Linux/OS X Support

Hi Handmade Hero friends

SDL Handmade does run on Linux and OS X but requires some small changes to Casey's code. We are looking for volunteers to bring these GCC/LLVM issues to Casey's attention during the stream.

Currently the following methods needs to be implemented in handmade_platform.h
 1
 2
 3
 4
 5
 6
 7
 8
 9
10
11
12
13
14
15
16
17
18
19
20
21
22
23
24
inline u64 AtomicExchangeU64(u64 volatile *Value, u64 New)
{
    u64 Result = __sync_lock_test_and_set(Value, New);
    return(Result);
}
inline u64 AtomicAddU64(u64 volatile *Value, u64 Addend)
{
    u64 Result = __sync_fetch_and_add(Value, Addend);
    return(Result);
}
inline u32 GetThreadID(void)
{
    u32 ThreadID;
#if defined(__APPLE__)
    asm("mov %%gs:0x00,%0" : "=r"(ThreadID));
#elif defined(__i386__)
    asm("mov %%gs:0x08,%0" : "=r"(ThreadID));
#elif defined(__x86_64__)
    asm("mov %%fs:0x10,%0" : "=r" (ThreadID));
#else
#error Unsupported architecture
#endif
    return ThreadID;
}


Also in handmade_platform.h a cast is needed as __FUNCTION__ is a const char *
1
#define TIMED_FUNCTION(...) TIMED_BLOCK_((char *)__FUNCTION__, __LINE__, ## __VA_ARG


In handmade_debug.cpp _snprintf_s should be replaced by snprintf but this will be solved once the dependency to stdio is removed.

/Kim
"#if defined(__APPLE__)" needs to be replaced with "#if defined(__APPLE__) && defined(__x86_64__)". Just in case somebody will want to port HH to iOS.

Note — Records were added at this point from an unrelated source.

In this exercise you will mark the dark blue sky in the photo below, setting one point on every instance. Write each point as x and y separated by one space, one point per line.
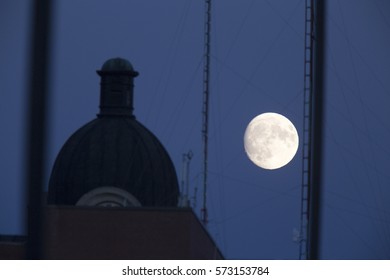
256 67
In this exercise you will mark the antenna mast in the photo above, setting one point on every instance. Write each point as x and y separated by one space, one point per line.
307 129
205 110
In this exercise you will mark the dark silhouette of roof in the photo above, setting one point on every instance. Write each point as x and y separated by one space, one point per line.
114 150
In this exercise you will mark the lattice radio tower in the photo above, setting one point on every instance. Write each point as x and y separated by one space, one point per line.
205 110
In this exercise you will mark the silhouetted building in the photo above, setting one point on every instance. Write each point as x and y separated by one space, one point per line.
113 190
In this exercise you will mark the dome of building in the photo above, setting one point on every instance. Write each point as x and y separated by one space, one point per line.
114 160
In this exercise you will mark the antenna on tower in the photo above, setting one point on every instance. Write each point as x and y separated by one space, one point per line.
185 177
307 130
205 110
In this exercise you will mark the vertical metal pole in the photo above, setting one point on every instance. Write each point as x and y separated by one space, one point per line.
318 120
36 125
307 129
205 111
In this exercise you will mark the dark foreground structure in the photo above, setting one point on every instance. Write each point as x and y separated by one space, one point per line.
113 191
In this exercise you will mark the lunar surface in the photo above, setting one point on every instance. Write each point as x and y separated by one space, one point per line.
271 141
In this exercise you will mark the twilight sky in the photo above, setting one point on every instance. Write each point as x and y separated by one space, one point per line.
256 67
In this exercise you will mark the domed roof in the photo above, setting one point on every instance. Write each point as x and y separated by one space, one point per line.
114 152
117 64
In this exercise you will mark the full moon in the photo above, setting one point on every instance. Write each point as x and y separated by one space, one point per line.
271 141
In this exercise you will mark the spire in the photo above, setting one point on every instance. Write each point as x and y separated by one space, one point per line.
116 88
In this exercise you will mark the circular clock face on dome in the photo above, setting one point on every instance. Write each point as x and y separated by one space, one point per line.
108 197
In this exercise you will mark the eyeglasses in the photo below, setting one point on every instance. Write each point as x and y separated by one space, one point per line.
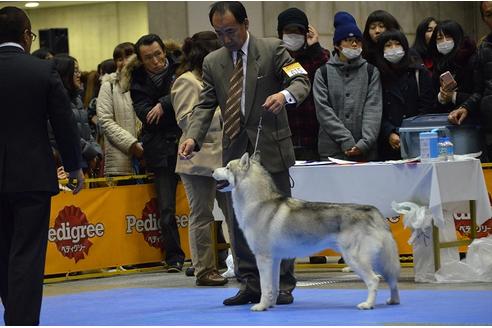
32 35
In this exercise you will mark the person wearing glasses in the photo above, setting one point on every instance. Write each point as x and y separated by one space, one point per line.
151 77
30 92
348 99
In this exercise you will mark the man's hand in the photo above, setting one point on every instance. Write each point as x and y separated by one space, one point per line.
394 141
60 172
274 103
76 181
185 149
458 115
155 114
137 150
312 36
447 96
352 152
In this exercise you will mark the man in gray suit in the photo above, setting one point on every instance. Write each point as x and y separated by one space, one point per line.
271 79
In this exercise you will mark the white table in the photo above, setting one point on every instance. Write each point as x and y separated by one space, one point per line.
378 184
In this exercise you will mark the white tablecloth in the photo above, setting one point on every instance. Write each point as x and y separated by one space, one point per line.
378 184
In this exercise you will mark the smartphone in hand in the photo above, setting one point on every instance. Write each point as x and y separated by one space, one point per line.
448 83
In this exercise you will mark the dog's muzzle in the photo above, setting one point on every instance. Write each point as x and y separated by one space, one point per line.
223 186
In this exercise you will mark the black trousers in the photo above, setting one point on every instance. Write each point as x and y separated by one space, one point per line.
245 261
24 224
165 183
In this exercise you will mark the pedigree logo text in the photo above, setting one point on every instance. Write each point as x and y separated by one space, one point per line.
148 224
72 231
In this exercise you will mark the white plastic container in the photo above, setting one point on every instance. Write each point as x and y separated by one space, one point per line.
429 151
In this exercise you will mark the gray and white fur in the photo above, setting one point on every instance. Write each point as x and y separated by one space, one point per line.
278 227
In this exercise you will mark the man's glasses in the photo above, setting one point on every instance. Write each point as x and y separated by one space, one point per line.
32 35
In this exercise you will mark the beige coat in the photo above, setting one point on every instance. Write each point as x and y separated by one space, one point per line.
119 124
264 77
184 96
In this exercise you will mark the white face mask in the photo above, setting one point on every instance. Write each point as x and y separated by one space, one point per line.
293 42
394 55
445 47
351 53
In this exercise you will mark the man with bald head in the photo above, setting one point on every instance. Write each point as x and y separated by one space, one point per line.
31 93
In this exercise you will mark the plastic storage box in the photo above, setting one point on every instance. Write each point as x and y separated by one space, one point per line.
465 137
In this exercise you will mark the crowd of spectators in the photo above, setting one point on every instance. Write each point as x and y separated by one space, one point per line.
361 92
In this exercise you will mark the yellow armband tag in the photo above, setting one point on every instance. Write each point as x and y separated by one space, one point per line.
294 69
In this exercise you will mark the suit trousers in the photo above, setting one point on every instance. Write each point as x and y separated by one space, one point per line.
201 192
24 224
244 260
166 182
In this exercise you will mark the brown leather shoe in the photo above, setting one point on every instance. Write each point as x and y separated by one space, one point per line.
212 278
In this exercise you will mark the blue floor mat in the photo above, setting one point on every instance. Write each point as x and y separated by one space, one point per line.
203 306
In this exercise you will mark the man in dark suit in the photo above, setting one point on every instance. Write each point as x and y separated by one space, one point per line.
31 92
151 79
270 79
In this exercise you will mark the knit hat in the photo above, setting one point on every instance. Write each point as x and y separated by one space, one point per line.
292 16
345 27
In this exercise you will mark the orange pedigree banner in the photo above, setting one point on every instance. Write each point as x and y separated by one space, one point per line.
113 226
108 227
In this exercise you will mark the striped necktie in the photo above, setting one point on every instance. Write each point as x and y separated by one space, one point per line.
232 114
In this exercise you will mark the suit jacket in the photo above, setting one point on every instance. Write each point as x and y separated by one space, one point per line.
184 96
31 92
264 77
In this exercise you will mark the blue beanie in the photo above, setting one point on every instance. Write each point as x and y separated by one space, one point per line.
345 27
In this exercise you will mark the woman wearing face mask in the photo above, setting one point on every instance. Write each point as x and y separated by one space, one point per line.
407 89
453 52
422 38
301 40
377 22
347 95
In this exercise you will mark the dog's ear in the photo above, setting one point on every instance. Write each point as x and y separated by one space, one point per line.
256 157
245 161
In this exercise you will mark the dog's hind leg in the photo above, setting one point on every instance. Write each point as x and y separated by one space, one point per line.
269 271
361 264
388 264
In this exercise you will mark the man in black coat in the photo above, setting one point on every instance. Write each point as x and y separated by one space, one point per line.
31 92
150 90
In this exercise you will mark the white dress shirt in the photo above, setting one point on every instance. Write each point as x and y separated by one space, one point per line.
288 96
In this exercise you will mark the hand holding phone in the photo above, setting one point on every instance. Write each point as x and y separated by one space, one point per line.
448 83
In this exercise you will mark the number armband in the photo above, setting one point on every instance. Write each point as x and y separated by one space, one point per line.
294 69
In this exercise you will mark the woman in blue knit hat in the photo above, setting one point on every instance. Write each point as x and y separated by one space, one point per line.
347 94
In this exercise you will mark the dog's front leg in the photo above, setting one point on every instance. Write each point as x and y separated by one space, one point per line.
269 292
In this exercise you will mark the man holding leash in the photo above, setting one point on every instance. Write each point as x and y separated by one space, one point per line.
249 79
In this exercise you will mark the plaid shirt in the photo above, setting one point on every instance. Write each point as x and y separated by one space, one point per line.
302 120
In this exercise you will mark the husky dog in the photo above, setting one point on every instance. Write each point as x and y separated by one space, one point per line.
278 227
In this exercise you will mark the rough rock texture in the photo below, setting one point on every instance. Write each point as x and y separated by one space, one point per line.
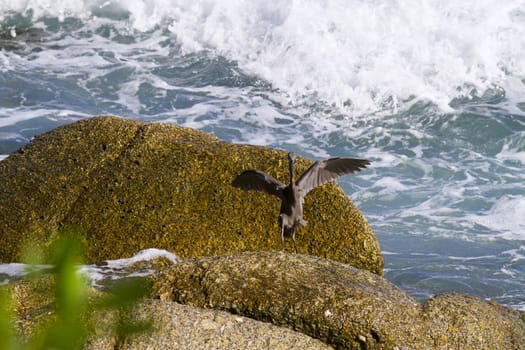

MSVC2013 has _snprintf function that is almost like snprintf (it misses just a few exotic formatters). So instead of using ugly _snprintf_s function, we could use this:
1
2
3
#if COMPILER_MSVC
#define snprintf _snprintf
#endif

And then use snprintf in all places. Then nobody will have issues on OSX, Linux or even MinGW on Windows.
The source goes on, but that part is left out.